In order to make troubleshooting easier, we need to understand the IP load balancing technology that we are using now in the cluster, and know the whole packet flow, such as how packets are received and sent out at the load balancer, and how packets are handled at real servers and sent out back to the clients.
To know more information about IP load balacing technologies implemented in the IPVS, check
- Virtual Server via Network Address Transaltion
- Virtual Server via IP Tunneling
- Virtual Server via Direct Routing
Then, we can use some packet capture tools, such as ethereal and tcpdump, to do troubleshooting at our cluster system. First, we can capture the load balanced traffic at both load balancer and real servers, in order to make sure that basic load balancing system works; Second, we can also capture packets of service monitoring among load balancers and real servers, to verify that cluster monitoring and high availability work as expected.
Capture all the packets related to virtual service, and check whether request packets are received at the load balancer, and forwarded to real servers correctly.
Capture all the packets related to virtual service at real servers, and check whether request packets are received and response packets are sent out correctly.
UDP service fail over
- Hello, I have a two directors in high availability configuration. All it's OK for TCP, but for UDP it's no OK. In UDP load balance it's ok, but the fail over don't happens. If one client is "redirected" to one real server, the connections are redirected always to this server, even the server goes down.
First, check if the monitoring program works for UDP service, and make sure that it can remove the server from the scheduling list when its UDP service is down. Second, if the client uses the fixed port to access UDP service, do not use the quiescent option to setup server weight zero when server goes down. It's because that all the packets from this client will be continuously sent to a dead server when its server weight is zero.
While LVS provides basic means for load-balancing, lvs-kiss provides some more sophisticated possibilities.
Basically lvs-kiss is just a piece of Perl that sits on top of LVS.

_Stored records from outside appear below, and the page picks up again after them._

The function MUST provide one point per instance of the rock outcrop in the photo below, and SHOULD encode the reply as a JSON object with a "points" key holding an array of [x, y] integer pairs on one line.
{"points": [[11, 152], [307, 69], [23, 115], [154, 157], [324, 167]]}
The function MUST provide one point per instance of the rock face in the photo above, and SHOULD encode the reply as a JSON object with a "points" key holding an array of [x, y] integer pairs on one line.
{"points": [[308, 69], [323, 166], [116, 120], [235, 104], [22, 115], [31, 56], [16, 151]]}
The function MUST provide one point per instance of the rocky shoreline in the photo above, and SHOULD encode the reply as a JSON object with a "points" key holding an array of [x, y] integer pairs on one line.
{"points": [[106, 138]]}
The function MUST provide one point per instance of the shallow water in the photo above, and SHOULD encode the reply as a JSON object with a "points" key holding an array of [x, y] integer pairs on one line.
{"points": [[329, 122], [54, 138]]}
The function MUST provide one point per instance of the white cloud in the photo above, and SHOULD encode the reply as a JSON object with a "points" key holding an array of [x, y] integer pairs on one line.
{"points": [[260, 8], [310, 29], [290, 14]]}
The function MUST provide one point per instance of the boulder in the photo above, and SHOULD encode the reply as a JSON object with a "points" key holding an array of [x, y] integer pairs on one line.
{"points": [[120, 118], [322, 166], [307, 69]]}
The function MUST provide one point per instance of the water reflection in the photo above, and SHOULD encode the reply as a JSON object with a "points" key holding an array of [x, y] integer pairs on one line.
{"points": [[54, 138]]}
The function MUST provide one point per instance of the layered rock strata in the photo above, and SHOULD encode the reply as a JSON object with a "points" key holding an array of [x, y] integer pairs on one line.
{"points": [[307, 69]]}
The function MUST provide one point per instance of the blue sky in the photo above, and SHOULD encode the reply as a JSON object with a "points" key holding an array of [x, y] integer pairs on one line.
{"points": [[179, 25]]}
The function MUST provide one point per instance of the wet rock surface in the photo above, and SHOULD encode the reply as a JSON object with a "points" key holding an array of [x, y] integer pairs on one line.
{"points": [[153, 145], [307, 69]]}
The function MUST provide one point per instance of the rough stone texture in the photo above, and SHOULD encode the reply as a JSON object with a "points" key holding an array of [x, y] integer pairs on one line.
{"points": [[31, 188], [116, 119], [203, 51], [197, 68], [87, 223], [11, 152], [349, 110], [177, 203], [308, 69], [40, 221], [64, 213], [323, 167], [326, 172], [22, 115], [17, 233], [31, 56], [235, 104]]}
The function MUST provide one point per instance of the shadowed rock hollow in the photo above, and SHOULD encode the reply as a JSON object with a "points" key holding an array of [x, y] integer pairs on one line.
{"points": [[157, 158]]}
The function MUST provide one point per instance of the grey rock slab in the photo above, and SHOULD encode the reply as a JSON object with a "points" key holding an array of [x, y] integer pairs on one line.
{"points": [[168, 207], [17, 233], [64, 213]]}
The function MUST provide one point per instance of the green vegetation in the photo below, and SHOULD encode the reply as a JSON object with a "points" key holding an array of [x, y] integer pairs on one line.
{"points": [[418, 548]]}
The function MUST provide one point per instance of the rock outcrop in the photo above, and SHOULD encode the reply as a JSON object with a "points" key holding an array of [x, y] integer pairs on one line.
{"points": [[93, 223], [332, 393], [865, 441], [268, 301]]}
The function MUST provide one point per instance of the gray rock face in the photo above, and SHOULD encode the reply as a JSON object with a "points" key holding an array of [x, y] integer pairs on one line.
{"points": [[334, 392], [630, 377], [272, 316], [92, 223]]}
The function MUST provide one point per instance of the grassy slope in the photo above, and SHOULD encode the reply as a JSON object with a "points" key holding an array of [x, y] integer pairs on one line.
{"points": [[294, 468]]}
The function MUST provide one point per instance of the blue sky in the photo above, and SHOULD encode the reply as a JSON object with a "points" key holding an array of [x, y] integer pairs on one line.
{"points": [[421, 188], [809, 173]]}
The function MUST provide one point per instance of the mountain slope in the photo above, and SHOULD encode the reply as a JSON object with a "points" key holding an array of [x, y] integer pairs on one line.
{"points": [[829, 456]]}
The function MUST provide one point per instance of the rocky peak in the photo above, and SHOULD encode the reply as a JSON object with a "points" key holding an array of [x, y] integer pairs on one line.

lvs-kiss features configurable means of measuring node "load". This can be anything - from using the average load to an snmp-get (any thing you can imagine doing at the command-line of an lvs-server which gives a numerical response).
Trouble-shooting load-balancing can be tricky, when you encounter web-caches etc. I tend to use the good old "telnet VIP PORT" to check the result of load-balancing. For tests, you may even use dummy results with lvs-kiss (just do "echo NUMBER" as method for getting the load...).
If you compile linux without the CONFIG_IP_VS_PROTO_TCP configure option, ipvsadm does not give any error messages, but does not grab incoming connections.